Just as I was ready to shatter, into tears, like the corelle-ware bowl I had shockingly smashed earlier in the day (I think of the restaurant in Japan where, at the conclusion of the meal, people march in file to a courtyard where they passionately smash their dinnerware down a deep well. What a great, healthy and non violent way to process big, amorphous feelings!) And so, just as I was ready to burble out my pain, I heard a familiar and unwelcome voice taunting and stopping up my tears: “Why are you sad? Shame! You should be grateful! Look at what you have!”
(If a random stranger was saying these things, we would have a special regard for them, wouldn’t we??)
In retaliation to that critical voice in my head, I chose to rewind and replay the other recording…the one with the supportive voice: “You have so much going on right now!” “You are amazing.” “You are doing great job!” “You have so much going on right now….”

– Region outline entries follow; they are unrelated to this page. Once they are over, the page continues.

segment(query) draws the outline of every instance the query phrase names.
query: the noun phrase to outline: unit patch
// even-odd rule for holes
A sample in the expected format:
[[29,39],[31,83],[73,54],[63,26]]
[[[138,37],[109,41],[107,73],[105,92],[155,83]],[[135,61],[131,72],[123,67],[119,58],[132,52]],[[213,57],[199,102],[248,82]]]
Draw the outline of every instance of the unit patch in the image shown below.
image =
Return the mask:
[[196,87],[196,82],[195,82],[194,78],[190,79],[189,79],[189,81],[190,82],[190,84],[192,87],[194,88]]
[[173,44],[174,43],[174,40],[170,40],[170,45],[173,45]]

I have often found myself really feeling vindicated when people around me say “you have a lot going on.” I have needed to hear them agree that my load was “heavy” in order to relax my critical self-talk.
But this time, even though I tried to listen and believe, my supportive voices were drowned out by the persistent choir of shaming critics who were summarily judging my job as a peaceful parent.
As I gazed out into the rolling plains and pastures lying at the foot of the Siskiyous – the town I had recently brought my children to, to be enriched and nurtured – I sat with that fact: I had failed as a mother.
I Had Failed.
Biiiiig Sighhhh.
And as I sat with that, one small voice, like the trumpeter from Whoville, meekly poked a squeak out of the dank depressed fog: “Why?’
It suddenly became clear: the only person who needs to judge my load as being “too much” is me! “Too much” is an individual thing. (Hello!) What is too much for me might be just right for the rest of the world and that just doesn’t even matter! Eureka AND Hallelujah!!! I am always doing the best I can, because if I could have done better I would have! I am learning to accept myself as perfect just as I am (just as I regard my children; and just so I CAN regard them as such.)
When I am having a rough time I go through that important list with myself: am I tired? scared? hungry? lonely….? I think about what The Four Agreements says, “Always do your best. And know that your best will fluctuate day to day, depending on whether your needs are met.” And that is Just Perfect.
I saw today that the unforgiving voice in my head was just a childhood memory… a harsh critic berating my dear little girl, Linda. And when I acknowledge how lovingly and tenderly I do care for my children throughout the days, I recognize that I have the capacity to love myself thusly. I am reparenting myself as the gentle, passionate and DEVELOPING parent I authentically am.
I am putting Superwoman to bed, permanently, in lieu of loving myself “as is.”
and Lots of Love to you, too, dear reader.